Legislation has changed refining. Most of the conventional
diesel fuel being used is now ultra-low sulfur diesel (ULSD). A decade ago, it
was not uncommon to find diesel fuel with a sulfur content in excess of 500
parts per million (ppm). Today, ULSD is
no higher than 15 ppm sulfur in the U.S.
In the UK the requirement is 10 ppm.
The refining process starts with fractional distillation
which involves the separation of crude into component parts (fractions) through
boiling and condensation as seen in the simple diagram of a distillation unit.
The refining process changed in order to meet clean fuel
requirements and the wide range of feedstocks and products today. Hydrodesulphurization (HDS), oxygenated
additives and biofuels have presented challenges and opportunities for the
HDS is the process of removing sulfur from refined petroleum
products in order to reduce SO2. Previously, sulfur acted as a lubricity agent
in fuel. Now with its removal, fuel is very dry resulting in engine component
wear and failure. As a result, lubricity additives must be used in ULSD to
compensate. Biodiesel is often used to increase the lubricity of ULSD. In the
U.S. and other areas of the world, up to 5 percent biodiesel can be added to
conventional diesel without labeling or notice.
As a result, biodiesel is often blended and distributed to the end user
as conventional ULSD. It is important to note since biodiesel presents some
maintenance challenges. Biodiesel is generally more hygroscopic (water soluble)
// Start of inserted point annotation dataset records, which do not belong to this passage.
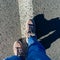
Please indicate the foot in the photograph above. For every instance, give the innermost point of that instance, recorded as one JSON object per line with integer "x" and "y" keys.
{"x": 30, "y": 29}
{"x": 18, "y": 48}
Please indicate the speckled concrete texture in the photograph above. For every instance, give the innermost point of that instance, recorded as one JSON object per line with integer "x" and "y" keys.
{"x": 51, "y": 10}
{"x": 9, "y": 26}
{"x": 15, "y": 13}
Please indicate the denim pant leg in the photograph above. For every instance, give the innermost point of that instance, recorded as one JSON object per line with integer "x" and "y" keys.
{"x": 35, "y": 50}
{"x": 14, "y": 58}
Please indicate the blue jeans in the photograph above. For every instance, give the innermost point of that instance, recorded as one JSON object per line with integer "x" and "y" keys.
{"x": 35, "y": 51}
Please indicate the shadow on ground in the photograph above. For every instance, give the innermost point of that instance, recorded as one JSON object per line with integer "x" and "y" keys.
{"x": 44, "y": 26}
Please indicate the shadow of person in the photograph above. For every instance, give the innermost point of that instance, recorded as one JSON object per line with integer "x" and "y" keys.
{"x": 44, "y": 27}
than conventional diesel. Biodiesel molecules
are primarily fatty acid methyl esters (FAME) usually acquired from vegetable
oils. These oils love water and are mildly acidic.
Oxygenates are compounds that contain oxygen. Ethanol is a common oxygenated additive in
fuel, used to reduce CO and soot. When the EPA mandated the removal of MTBE -
an oxygenated additive - ethanol became its replacement. Unfortunately, ethanol
brought a host of other issues with it. Ethanol is both hydrophilic – easily
dissolves in water and hygroscopic – water absorbing. Water is always present in fuel at some level,
often suspended in the ethanol blended fuel until it becomes heavy enough to
drop out. Ethanol and water are also miscible.
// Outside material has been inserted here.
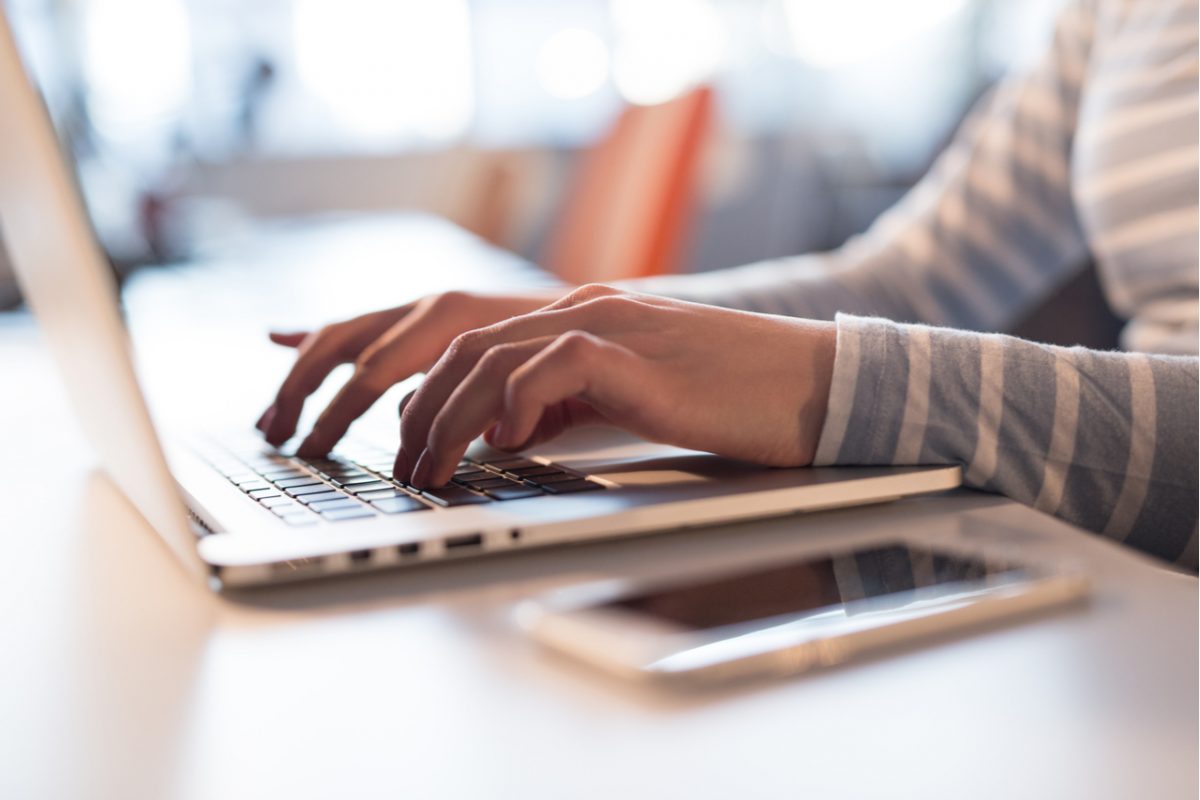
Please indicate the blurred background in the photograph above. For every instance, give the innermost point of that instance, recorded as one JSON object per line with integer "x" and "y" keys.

That is, they dissolve in each other.
Ethanol is lighter than conventional gasoline so it remains suspended in
the fuel unless enough water bonds to it.
Because water is heavier than fuel, with enough volume, it will drag the
ethanol to the bottom once enough is present.
Research shows it only takes .398% water in fuel for phase
separation to occur. At saturation the water and much of the ethanol separate
from the fuel and drop to the bottom of the tank. This is phase separation. Because ethanol is used to raise octane, the
fuel above the phase layer at the bottom of the tank is now substandard. Fuel can also remain partially phase
separated. This happens when enough
water enters the fuel but has not reached saturation. During this stage, fuel can become hazy often
clogging filters and shutting down engines. It does not take much water to
cause fuel to phase separate. Less than
20 gallons of water in 5,000 gallons of fuel will result in phase separation.